Já a comunidade quilombola de Burajuba, que fica próxima à mineradora e é uma das afetadas pelo vazamento, tem mais de 200 anos. Antes da Hydro se instalar na região, viviam na comunidade mais de 220 famílias e a renda vinha por meio da pesca de peixe e camarão, e do cultivo de frutas, como o açaí, castanha do Pará, uxi e pupunha, vendidos nos mercados de Belém.

A luta da comunidade começou desde a instalação do pólo industrial, na década de 1980, quando o governo estadual criou a Codebar (Companhia de Desenvolvimento de Barcarena) e praticamente expulsou as famílias da região com indenizações irrisórias, conta Arnaldo Lobo Martins, tesoureiro da Associação dos Moradores Quilombolas da Comunidade de Burajuba.

“Mais de 90% eram analfabetos. O governo da época chegou a prometer a construção de casas, mas fizeram umas dez, no máximo, e o povo teve de construir com seu próprio dinheiro. Como era pouco, acabou”.

“Pelo menos 15 pais de família se suicidaram e muitos jovens foram para as drogas e a prostituição”, lamenta Arnaldo.

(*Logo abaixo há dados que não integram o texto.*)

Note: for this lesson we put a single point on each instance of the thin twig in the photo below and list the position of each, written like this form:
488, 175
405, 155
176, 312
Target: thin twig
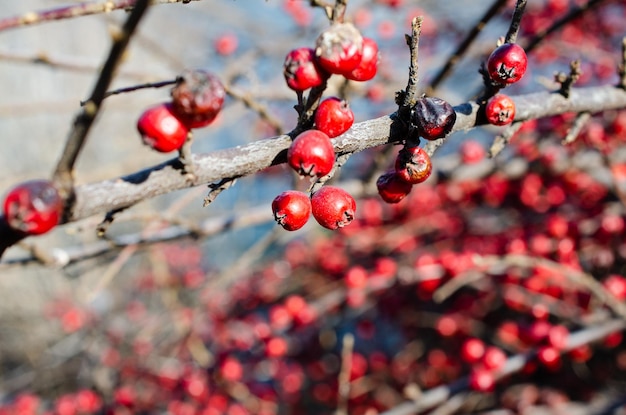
464, 45
63, 174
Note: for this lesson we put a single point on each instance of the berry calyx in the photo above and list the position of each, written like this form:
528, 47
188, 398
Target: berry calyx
197, 98
391, 188
433, 117
333, 207
334, 117
368, 66
311, 154
161, 129
413, 165
507, 63
33, 207
339, 48
301, 70
500, 110
291, 209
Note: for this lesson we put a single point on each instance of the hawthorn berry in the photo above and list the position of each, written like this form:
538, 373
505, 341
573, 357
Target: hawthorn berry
33, 207
507, 63
413, 164
391, 188
197, 98
369, 62
500, 110
161, 129
334, 117
333, 207
339, 48
291, 209
311, 154
302, 71
433, 117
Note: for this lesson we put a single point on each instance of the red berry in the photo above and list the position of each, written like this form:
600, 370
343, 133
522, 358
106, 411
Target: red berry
292, 209
33, 207
481, 380
507, 63
301, 70
413, 165
311, 154
433, 117
197, 98
339, 48
333, 207
494, 358
334, 117
369, 62
472, 350
500, 110
161, 129
391, 188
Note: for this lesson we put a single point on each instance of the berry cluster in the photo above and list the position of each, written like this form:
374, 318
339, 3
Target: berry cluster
196, 101
340, 50
506, 65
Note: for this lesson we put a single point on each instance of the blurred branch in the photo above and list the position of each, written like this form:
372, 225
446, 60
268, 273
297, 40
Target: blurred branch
78, 10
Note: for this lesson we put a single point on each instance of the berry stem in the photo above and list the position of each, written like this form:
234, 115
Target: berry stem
511, 35
63, 174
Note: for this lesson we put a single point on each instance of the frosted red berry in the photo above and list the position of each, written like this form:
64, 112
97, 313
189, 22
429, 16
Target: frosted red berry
339, 48
368, 66
291, 209
161, 129
198, 98
33, 207
311, 154
391, 188
507, 63
333, 207
302, 71
413, 165
334, 117
500, 110
433, 117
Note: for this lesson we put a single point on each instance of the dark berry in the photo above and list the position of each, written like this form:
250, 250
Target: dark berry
339, 48
311, 154
413, 165
161, 129
507, 63
33, 207
333, 207
433, 117
291, 209
334, 117
197, 98
500, 110
301, 70
369, 62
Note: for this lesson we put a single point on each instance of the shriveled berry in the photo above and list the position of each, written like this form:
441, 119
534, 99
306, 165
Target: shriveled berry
291, 209
500, 110
197, 98
391, 188
334, 117
161, 129
507, 63
369, 62
333, 207
413, 165
33, 207
339, 48
433, 117
302, 71
311, 154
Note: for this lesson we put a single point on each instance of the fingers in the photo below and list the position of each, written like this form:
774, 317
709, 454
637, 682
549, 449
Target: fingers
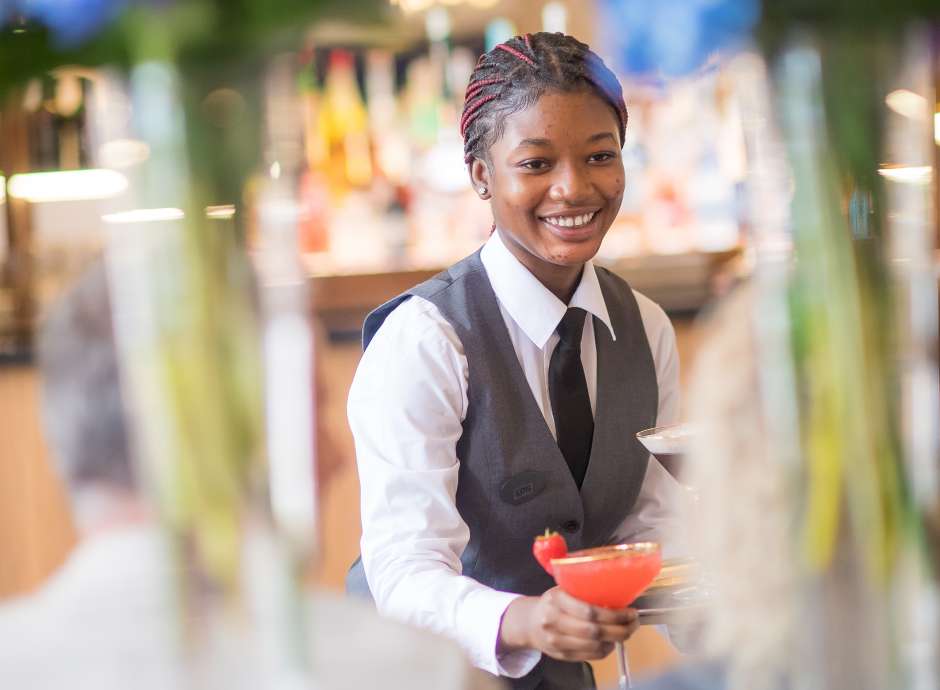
571, 627
569, 648
587, 612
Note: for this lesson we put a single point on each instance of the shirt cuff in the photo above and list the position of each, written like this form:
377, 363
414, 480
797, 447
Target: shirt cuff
482, 626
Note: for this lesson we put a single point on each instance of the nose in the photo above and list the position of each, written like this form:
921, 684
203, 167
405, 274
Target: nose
571, 184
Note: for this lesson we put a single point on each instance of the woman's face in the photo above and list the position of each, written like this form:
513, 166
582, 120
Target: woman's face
555, 181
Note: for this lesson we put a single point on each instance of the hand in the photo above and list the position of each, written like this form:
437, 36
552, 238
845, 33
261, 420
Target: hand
563, 627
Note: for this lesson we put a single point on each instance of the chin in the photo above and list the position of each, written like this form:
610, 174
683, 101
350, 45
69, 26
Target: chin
573, 253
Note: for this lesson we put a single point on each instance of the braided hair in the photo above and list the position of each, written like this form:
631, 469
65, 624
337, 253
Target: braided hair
515, 74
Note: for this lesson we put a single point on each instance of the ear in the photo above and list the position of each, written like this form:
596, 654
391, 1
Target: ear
480, 178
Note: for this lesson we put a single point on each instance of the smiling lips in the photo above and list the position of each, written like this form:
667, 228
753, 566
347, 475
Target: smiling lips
578, 221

A maioria não era mão de obra qualificada, não podia mais se sustentar da terra e não tinha onde viver. Foi então que começou a voltar para o entorno do pólo industrial na década de 1990.

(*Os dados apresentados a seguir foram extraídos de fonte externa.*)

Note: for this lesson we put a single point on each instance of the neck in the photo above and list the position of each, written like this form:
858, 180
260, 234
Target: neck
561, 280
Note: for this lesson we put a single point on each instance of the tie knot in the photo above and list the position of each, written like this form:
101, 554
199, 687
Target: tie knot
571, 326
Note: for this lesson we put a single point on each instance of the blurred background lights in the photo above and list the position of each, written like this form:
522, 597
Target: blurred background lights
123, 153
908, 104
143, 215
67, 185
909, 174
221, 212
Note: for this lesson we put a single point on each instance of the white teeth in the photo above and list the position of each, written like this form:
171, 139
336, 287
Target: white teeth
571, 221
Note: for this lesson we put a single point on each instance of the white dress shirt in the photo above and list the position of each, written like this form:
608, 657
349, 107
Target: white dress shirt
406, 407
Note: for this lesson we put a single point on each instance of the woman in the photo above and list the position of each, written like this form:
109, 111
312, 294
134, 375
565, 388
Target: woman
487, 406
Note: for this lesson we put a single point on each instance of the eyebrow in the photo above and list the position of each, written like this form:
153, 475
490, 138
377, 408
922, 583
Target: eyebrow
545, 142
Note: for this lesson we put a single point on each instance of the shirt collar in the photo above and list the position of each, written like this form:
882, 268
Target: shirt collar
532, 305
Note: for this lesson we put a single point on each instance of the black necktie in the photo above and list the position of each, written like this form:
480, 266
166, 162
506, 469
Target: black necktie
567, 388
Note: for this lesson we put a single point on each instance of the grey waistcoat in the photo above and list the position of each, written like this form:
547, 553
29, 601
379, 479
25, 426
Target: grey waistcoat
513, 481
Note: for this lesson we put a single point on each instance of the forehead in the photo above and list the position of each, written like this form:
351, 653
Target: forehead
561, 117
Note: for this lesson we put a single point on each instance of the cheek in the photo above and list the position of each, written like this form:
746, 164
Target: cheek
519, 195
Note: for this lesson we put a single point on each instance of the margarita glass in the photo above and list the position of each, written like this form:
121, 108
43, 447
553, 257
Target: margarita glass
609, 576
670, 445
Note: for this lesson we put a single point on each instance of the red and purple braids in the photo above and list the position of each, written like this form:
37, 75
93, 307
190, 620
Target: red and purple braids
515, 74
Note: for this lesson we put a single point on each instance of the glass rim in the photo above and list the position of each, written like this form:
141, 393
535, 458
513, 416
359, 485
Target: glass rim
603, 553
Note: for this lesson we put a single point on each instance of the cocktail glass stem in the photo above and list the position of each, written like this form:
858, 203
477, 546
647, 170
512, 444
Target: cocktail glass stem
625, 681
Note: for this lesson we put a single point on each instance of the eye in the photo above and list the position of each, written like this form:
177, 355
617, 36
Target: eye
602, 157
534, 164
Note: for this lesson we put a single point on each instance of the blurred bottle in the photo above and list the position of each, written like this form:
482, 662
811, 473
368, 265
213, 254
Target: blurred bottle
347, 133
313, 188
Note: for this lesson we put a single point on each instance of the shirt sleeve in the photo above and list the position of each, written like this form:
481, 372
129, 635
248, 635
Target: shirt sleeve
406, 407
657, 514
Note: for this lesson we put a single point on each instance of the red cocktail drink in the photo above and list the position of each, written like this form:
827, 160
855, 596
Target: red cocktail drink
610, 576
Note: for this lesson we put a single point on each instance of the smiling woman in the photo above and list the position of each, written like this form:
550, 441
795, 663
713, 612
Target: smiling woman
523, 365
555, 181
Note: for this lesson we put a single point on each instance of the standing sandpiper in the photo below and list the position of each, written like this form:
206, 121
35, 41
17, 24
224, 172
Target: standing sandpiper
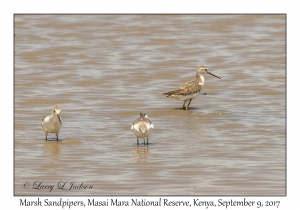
142, 128
52, 123
191, 89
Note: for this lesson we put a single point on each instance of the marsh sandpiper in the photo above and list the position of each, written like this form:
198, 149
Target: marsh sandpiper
52, 123
191, 89
142, 128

Enquanto os quilombolas se apossavam de suas terras nas áreas não utilizadas pela Hydro Alunorte, a empresa fazia de tudo para afastá-los.

“Derrubavam casas e plantações, passavam o trator em cima de tudo”, conta Arnaldo.

Somente em 2000, com a entrada de uma ação na Justiça, que recebeu o apoio do Ministério Público Federal e da Procuradoria Geral da República, é que um geólogo confirmou, por meio de peças coletadas no subsolo (panelas, tigelas de barros, entre outros instrumentos), que a terra pertencia à comunidade quilombola há pelo menos 200 anos. Assim, a população pôde voltar à região.

Mas era tarde demais. A Hydro já havia poluído o rio Murucupi, que corta a comunidade. A nascente do Rio fica a 50 metros da Bacia, que recebe os rejeitos diretamente quando transborda.

“Sem peixes e sem camarão, além das fruteiras que também não davam mais frutos, contaminadas pela soda cáustica”, lamenta Arnaldo.

Até agora a comunidade não recebeu nenhuma indenização da Hydro, mesmo com a multa aplicada pela Justiça, em 2009, de R$ 15 milhões, por outro vazamento.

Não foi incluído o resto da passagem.